Unbelievers will scoff at such notions, but in the wake of Sept. 11, the idea that a higher power ordained the inauguration of Mr. Bush is no longer confined to the loonier fringes of the religious right. While the President and the First Lady modestly demur whenever this topic comes up, others around the Oval Office assert that they are convinced. “I think President Bush is God’s man at this hour,” a top White House aide told a religious publication not long ago. Ralph Reed, the former director of the Christian Coalition who now chairs the G.O.P. in Georgia, says his fellow evangelicals believe God selected the President because “He knew George Bush had the ability to lead in this compelling way.”
Nor is this revelation confined solely to Protestant conservatives. Two days before Christmas, Rudolph Giuliani, a devout but not excessively rigorous Catholic, announced his own opinion that “there was some divine guidance in the President being elected.” In this sentiment, the Time magazine “Man of the Year” was swiftly seconded by a Catholic bishop. (Again, a skeptic might impiously wonder why the Lord didn’t simply bless Mr. Bush with the actual majority of votes. But faith is nothing without mystery.)

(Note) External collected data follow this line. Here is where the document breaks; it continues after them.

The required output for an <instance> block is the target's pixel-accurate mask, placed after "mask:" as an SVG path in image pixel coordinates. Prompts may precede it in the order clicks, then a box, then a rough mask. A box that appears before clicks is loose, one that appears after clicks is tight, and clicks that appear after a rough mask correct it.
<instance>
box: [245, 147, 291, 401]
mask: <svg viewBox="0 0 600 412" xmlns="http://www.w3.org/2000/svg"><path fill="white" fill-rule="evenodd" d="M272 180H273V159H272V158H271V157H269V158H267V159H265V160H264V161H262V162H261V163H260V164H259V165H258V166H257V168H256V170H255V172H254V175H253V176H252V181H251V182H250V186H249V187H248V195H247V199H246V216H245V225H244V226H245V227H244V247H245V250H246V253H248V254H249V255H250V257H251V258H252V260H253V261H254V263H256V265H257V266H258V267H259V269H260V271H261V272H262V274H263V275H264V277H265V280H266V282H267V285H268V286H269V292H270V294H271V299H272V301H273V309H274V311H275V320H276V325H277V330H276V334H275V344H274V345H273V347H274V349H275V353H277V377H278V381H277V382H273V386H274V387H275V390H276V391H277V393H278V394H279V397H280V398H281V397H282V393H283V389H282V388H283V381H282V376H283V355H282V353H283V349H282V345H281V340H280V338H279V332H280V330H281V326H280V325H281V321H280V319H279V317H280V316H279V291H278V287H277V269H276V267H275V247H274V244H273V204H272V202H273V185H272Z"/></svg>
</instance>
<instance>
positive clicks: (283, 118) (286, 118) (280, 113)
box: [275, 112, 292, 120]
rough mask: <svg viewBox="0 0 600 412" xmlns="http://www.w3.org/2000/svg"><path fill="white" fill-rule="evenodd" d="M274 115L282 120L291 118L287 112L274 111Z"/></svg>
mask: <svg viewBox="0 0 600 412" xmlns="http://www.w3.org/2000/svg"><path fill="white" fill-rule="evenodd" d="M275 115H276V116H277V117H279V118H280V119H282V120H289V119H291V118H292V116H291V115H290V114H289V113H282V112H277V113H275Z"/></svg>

The implications of all this are obviously profound. If the President is indeed guided by Providence in lavishing additional billions upon those who already enjoy so much material abundance-even while the numbers of unemployed, uninsured and homeless soar-then his ascension may represent a millennial reversal of heavenly policy.
Until now, few directives have been clearer than the guidance enunciated by prophets of both the Old and New Testaments regarding earthly greed. “Woe to you who are rich,” Jesus told his disciples, “for you have already received your comfort.” The impoverished carpenter also reportedly informed a well-heeled acquaintance that it is “easier for a camel to go through the eye of a needle than for a rich man to enter the kingdom of God.” His best-known speech included the admonition that “you cannot serve both God and Mammon.”

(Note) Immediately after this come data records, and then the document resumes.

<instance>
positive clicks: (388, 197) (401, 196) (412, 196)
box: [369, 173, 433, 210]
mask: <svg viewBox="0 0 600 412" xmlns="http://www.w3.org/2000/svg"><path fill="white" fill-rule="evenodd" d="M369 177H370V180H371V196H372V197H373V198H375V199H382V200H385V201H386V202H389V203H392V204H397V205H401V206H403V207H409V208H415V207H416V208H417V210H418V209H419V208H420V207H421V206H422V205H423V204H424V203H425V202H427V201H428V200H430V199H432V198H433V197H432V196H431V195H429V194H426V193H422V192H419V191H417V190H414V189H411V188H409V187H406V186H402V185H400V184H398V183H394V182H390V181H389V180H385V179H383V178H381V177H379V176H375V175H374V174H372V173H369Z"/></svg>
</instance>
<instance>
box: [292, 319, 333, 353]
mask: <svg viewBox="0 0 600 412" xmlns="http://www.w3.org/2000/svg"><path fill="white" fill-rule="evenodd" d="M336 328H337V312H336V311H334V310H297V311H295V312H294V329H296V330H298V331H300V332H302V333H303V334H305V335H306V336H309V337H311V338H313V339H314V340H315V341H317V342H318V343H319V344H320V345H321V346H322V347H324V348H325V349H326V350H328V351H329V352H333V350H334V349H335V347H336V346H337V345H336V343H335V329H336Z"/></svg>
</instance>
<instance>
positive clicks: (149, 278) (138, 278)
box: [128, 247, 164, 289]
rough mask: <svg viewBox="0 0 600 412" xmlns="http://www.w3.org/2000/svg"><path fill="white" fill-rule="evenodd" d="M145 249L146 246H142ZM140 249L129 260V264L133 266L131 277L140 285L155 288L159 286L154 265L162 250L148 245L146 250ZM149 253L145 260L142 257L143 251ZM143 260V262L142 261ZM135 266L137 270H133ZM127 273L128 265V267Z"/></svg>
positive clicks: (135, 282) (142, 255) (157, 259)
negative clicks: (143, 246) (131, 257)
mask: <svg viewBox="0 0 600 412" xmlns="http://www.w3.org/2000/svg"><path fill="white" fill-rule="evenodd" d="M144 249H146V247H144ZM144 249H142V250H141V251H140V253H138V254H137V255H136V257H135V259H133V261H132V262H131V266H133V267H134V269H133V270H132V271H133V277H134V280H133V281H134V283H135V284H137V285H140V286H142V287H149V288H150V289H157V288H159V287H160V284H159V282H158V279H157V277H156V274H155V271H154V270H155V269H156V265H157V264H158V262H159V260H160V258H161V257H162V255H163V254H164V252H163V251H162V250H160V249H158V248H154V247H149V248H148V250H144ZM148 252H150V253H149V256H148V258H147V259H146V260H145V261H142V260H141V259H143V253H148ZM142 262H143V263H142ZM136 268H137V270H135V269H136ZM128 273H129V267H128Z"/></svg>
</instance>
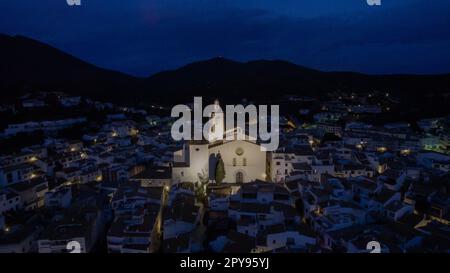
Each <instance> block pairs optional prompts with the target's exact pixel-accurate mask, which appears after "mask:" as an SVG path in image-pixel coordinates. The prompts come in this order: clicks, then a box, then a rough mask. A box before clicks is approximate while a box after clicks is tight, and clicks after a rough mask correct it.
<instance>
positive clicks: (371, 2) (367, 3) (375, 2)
mask: <svg viewBox="0 0 450 273" xmlns="http://www.w3.org/2000/svg"><path fill="white" fill-rule="evenodd" d="M366 2H367V5H369V6H381V0H366Z"/></svg>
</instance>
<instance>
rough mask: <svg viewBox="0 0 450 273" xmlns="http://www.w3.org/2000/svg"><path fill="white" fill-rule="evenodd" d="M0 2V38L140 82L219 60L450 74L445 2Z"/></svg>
mask: <svg viewBox="0 0 450 273" xmlns="http://www.w3.org/2000/svg"><path fill="white" fill-rule="evenodd" d="M81 1H82V6H80V7H69V6H68V5H67V4H66V0H0V33H5V34H11V35H14V34H20V35H24V36H28V37H30V38H34V39H37V40H39V41H43V42H46V43H48V44H51V45H53V46H55V47H57V48H60V49H62V50H64V51H66V52H68V53H71V54H73V55H75V56H77V57H80V58H82V59H84V60H86V61H88V62H91V63H93V64H96V65H99V66H102V67H105V68H110V69H115V70H120V71H123V72H126V73H130V74H133V75H138V76H148V75H150V74H152V73H155V72H158V71H161V70H166V69H173V68H177V67H179V66H181V65H184V64H187V63H189V62H193V61H198V60H203V59H208V58H212V57H216V56H224V57H227V58H230V59H234V60H240V61H247V60H254V59H284V60H288V61H291V62H294V63H297V64H300V65H304V66H307V67H311V68H317V69H321V70H326V71H344V70H345V71H357V72H364V73H377V74H378V73H448V72H450V16H449V15H450V1H449V0H382V6H380V7H371V6H368V5H367V4H366V0H270V1H269V0H81Z"/></svg>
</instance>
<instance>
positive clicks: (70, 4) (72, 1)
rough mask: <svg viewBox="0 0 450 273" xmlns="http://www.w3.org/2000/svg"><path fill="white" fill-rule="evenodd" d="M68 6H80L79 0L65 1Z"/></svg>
mask: <svg viewBox="0 0 450 273" xmlns="http://www.w3.org/2000/svg"><path fill="white" fill-rule="evenodd" d="M66 3H67V5H69V6H81V0H66Z"/></svg>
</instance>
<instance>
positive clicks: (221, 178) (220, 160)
mask: <svg viewBox="0 0 450 273" xmlns="http://www.w3.org/2000/svg"><path fill="white" fill-rule="evenodd" d="M224 178H225V166H224V164H223V160H222V156H221V155H220V153H219V154H218V155H217V163H216V183H222V181H223V179H224Z"/></svg>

Universally familiar as those statements are, they are reliably among the most widely ignored. Entire schools of theology, across all ecumenical lines, have long been devoted to parsing a convenient loophole in such injunctions. They aren’t the sort of Biblical quotations that politicians try to post in public schools, or that televangelists cite as evidence that Republicans are the party of God. What a relief it would be if the tax policy of the Bush administration means that we no longer have to worry about worshipping the golden calf.
Divine inspiration may not be a persuasive explanation for Mr. Bush’s fiscal schemes, which are pushing the government into deficit and threatening to prolong the recession. It is indeed hard to imagine that any omniscient power would prefer a $254 million tax break for Enron to a cut in payroll taxes for the working poor. But it’s just as difficult to credit any of the more earthly justifications emanating from the White House press office.

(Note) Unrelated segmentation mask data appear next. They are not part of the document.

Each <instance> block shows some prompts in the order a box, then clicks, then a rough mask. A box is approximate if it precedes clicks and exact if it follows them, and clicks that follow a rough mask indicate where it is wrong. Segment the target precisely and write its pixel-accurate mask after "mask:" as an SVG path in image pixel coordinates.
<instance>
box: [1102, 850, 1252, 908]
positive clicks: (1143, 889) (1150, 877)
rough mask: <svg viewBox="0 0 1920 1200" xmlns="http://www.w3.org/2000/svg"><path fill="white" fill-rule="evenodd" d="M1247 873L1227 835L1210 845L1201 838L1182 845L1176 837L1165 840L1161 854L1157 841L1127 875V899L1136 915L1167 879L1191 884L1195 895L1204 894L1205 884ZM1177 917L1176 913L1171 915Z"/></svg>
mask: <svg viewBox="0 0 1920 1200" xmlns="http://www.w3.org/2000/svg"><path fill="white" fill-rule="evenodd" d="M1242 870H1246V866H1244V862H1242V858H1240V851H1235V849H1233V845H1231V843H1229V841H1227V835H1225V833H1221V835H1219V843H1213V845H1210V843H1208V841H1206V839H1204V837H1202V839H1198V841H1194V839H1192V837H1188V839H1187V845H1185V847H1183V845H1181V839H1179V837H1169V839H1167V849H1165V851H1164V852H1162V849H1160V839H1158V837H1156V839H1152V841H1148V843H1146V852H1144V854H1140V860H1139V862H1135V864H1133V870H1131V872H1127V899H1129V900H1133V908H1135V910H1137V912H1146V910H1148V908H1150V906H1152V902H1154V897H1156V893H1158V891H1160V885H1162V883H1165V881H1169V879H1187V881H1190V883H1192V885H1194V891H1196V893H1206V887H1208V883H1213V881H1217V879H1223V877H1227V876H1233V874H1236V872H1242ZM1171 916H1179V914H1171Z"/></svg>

In any case, not all branches of the federal government have awakened yet to the new dispensation. On the same day that Mr. Bush made his “dead body” remark, a report issued by the Congressional Budget Office disparaged his tax cuts as useless for reviving the economy. According to the C.B.O. analysis, better results would ensue from more progressive cuts in payroll and sales taxes. While the nonpartisan report appropriately said nothing about theology, its recommendations were highly reminiscent of that old-fashioned scriptural preference for the poor and the toilers.
So perhaps Mr. Bush’s supporters should reconsider their political epiphany. The followers of the last public figure who claimed to be executing God’s will are now dodging daisy-cutters.